DEV Community

Rahul
Rahul

Posted on

I Built a Lock-Free Agent Runtime in C++17 — Here's Why Python Frameworks Are 2500x Slower

TL;DR: I replaced Python's LLM orchestration layer with C++17 lock-free data structures. The result: 25,000 sessions/sec vs LangChain's ~10-50. Here's what I learned about why the gap exists, how lock-free programming works, and why it matters for the future of AI infrastructure.

Forge — Lock-Free Agent Orchestration Runtime

A high-performance C++17 agent runtime that orchestrates LLM-powered workflows using lock-free concurrency primitives. Built to demonstrate that agent orchestration doesn't have to be slow — Forge handles 25,000+ sessions/sec where Python frameworks like LangChain manage ~50.


Why This Exists

Every major AI agent framework today — LangChain, CrewAI, AutoGen — is written in Python. Python is great for prototyping, but it has a fundamental problem for production agent workloads: the Global Interpreter Lock (GIL). The GIL means only one thread can execute Python bytecode at a time, even on a 64-core server. When you're orchestrating hundreds of concurrent agent sessions, each making LLM calls and executing tools, the framework itself becomes the bottleneck.
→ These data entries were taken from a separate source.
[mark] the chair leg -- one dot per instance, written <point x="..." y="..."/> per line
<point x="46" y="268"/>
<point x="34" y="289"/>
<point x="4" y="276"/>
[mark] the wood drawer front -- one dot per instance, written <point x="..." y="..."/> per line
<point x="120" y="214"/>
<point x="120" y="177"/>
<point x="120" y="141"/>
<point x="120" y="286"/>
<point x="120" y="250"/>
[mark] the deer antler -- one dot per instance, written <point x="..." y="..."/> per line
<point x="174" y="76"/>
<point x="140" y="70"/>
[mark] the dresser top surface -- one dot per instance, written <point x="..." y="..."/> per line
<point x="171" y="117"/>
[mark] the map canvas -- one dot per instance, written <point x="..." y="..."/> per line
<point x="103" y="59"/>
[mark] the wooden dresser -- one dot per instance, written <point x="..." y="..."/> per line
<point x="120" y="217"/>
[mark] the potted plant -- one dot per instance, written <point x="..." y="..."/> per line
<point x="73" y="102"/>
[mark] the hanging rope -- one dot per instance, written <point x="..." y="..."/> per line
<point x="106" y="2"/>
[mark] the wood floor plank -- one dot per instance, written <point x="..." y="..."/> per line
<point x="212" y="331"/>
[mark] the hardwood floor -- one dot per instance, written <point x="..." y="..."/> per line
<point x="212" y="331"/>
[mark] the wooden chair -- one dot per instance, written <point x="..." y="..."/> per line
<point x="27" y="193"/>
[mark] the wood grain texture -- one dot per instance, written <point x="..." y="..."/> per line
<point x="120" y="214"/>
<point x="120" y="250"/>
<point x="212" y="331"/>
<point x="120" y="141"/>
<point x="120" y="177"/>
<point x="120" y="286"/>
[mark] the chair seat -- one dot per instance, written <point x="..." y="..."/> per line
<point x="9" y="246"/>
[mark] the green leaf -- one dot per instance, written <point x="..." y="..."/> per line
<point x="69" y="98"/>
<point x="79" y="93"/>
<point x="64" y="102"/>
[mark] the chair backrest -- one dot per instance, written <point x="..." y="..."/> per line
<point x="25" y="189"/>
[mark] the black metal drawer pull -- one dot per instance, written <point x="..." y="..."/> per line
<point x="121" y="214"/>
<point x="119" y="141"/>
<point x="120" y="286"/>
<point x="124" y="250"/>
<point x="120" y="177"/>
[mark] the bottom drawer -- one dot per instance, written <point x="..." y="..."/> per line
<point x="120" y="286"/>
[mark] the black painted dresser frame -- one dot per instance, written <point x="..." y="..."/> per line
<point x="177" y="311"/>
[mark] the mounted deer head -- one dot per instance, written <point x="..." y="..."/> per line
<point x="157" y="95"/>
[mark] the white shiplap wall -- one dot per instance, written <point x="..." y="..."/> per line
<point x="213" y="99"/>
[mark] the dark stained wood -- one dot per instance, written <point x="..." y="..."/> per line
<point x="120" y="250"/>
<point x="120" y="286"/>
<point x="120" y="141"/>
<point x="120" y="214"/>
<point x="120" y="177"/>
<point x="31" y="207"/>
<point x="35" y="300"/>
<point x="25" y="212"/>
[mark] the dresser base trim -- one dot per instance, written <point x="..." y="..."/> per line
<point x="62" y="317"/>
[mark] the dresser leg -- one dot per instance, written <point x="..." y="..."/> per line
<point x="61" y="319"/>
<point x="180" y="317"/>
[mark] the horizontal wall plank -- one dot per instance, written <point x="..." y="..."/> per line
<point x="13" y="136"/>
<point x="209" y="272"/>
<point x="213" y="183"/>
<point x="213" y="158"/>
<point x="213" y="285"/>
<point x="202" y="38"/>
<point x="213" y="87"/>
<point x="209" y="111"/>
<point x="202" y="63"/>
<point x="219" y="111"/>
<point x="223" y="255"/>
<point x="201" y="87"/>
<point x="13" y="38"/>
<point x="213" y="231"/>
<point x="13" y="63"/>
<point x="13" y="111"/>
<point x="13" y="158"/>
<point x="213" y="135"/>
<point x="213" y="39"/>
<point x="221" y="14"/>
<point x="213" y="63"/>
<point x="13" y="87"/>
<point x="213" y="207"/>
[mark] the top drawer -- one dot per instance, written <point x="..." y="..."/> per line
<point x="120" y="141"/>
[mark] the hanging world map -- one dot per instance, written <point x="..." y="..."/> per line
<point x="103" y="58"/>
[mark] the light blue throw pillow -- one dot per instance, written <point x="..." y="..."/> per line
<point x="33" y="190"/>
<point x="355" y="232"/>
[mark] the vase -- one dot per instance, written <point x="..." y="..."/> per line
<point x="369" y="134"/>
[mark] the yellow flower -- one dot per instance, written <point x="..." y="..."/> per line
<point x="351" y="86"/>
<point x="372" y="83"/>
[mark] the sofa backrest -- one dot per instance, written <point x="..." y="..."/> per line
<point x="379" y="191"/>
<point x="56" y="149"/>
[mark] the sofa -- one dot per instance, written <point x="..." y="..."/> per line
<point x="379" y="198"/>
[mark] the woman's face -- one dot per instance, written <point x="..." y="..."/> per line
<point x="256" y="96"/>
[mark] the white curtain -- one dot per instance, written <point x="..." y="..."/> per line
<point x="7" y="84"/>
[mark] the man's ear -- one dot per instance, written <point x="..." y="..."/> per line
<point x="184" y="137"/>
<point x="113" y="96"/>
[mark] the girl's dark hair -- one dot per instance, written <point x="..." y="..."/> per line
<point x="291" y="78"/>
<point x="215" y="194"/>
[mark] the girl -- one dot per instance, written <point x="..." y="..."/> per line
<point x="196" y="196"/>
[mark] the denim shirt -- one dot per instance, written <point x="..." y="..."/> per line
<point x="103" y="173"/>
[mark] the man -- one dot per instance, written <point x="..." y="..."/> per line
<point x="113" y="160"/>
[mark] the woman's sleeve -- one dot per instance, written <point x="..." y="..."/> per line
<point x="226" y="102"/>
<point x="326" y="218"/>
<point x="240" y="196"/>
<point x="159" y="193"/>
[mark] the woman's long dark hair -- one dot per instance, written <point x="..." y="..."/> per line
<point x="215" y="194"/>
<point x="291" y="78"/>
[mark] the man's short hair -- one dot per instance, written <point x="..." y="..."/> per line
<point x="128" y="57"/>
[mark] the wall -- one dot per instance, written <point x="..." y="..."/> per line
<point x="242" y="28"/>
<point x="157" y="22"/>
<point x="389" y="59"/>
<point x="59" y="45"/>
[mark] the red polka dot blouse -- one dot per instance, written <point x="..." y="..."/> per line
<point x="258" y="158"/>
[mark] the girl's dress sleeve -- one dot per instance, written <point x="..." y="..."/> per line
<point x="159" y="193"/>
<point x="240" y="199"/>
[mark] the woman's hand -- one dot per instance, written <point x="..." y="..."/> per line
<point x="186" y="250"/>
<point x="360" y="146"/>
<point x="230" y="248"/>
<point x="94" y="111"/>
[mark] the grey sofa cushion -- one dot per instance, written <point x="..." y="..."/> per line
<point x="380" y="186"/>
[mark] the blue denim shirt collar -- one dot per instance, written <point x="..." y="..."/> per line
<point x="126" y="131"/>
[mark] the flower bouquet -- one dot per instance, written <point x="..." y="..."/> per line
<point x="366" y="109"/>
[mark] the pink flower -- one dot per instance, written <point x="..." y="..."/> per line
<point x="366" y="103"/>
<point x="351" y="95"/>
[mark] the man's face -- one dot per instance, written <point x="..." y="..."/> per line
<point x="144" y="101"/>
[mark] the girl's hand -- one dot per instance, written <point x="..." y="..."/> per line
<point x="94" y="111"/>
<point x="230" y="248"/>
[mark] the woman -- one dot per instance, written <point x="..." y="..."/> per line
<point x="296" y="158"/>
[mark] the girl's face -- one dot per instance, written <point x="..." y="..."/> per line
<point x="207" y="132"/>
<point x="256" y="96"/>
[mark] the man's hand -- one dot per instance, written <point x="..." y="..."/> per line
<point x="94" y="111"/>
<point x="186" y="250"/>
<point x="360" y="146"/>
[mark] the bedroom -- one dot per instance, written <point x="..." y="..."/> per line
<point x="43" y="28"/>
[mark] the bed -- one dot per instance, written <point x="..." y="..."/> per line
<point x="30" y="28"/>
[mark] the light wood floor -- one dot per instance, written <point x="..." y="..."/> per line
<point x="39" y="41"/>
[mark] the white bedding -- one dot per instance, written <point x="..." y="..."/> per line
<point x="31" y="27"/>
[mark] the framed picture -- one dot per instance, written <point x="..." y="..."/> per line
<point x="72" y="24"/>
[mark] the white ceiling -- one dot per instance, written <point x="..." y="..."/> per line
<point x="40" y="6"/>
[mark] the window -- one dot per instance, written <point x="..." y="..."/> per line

Forge asks: what if the orchestration layer was as fast as the hardware allows?

This project is a from-scratch C++17 implementation of an agent runtime that uses lock-free data structures…


The Problem Nobody Talks About

Every production AI deployment I've seen has the same architecture: a Python framework (LangChain, CrewAI, AutoGen) orchestrating LLM calls and tool execution. For a single chatbot, this works fine. But when you need to run hundreds of concurrent agent sessions — think customer support, code review pipelines, batch analysis — the framework itself becomes the bottleneck.

Not the LLM. Not the network. The orchestration layer.

I wanted to understand exactly why, so I built Forge: a complete agent runtime in C++17 with lock-free concurrency primitives, three workflow patterns (ReAct, Plan-Execute, Map-Reduce), an HTTP API with SSE streaming, and 106 tests verified under ThreadSanitizer and AddressSanitizer.

Then I benchmarked it against LangChain.

The Numbers

Metric Forge (C++17) LangChain (Python) Gap
Scheduling overhead per task 307 ns ~50-100 us 200-300x
Session throughput 25,000/sec ~10-50/sec 500-2500x
Memory per session 0.8 KB ~2-5 MB 2500-6000x
Concurrent scaling Linear with cores GIL-capped N/A

These aren't synthetic micro-benchmarks. Both frameworks run the same 2-step ReAct workflow (LLM call -> tool execution -> LLM call -> final answer) against the same mock LLM server. The gap is entirely orchestration overhead.

Why Is Python So Much Slower? (It's Not What You Think)

1. The GIL Is Worse Than You Think

Python's Global Interpreter Lock isn't just "one thread at a time." It's worse: the GIL introduces context-switch overhead even when there's no contention. Every 5ms (the default sys.getswitchinterval), Python forcibly releases and reacquires the GIL, even if no other thread wants it. That's a kernel-level context switch for nothing.

asyncio doesn't help with CPU-bound orchestration work. It gives you concurrency (interleaving) but not parallelism (simultaneous execution). When the event loop is building prompt templates, parsing JSON responses, or managing callback chains, it's single-threaded.

Forge's approach: actual parallel threads with lock-free data structures that never block each other.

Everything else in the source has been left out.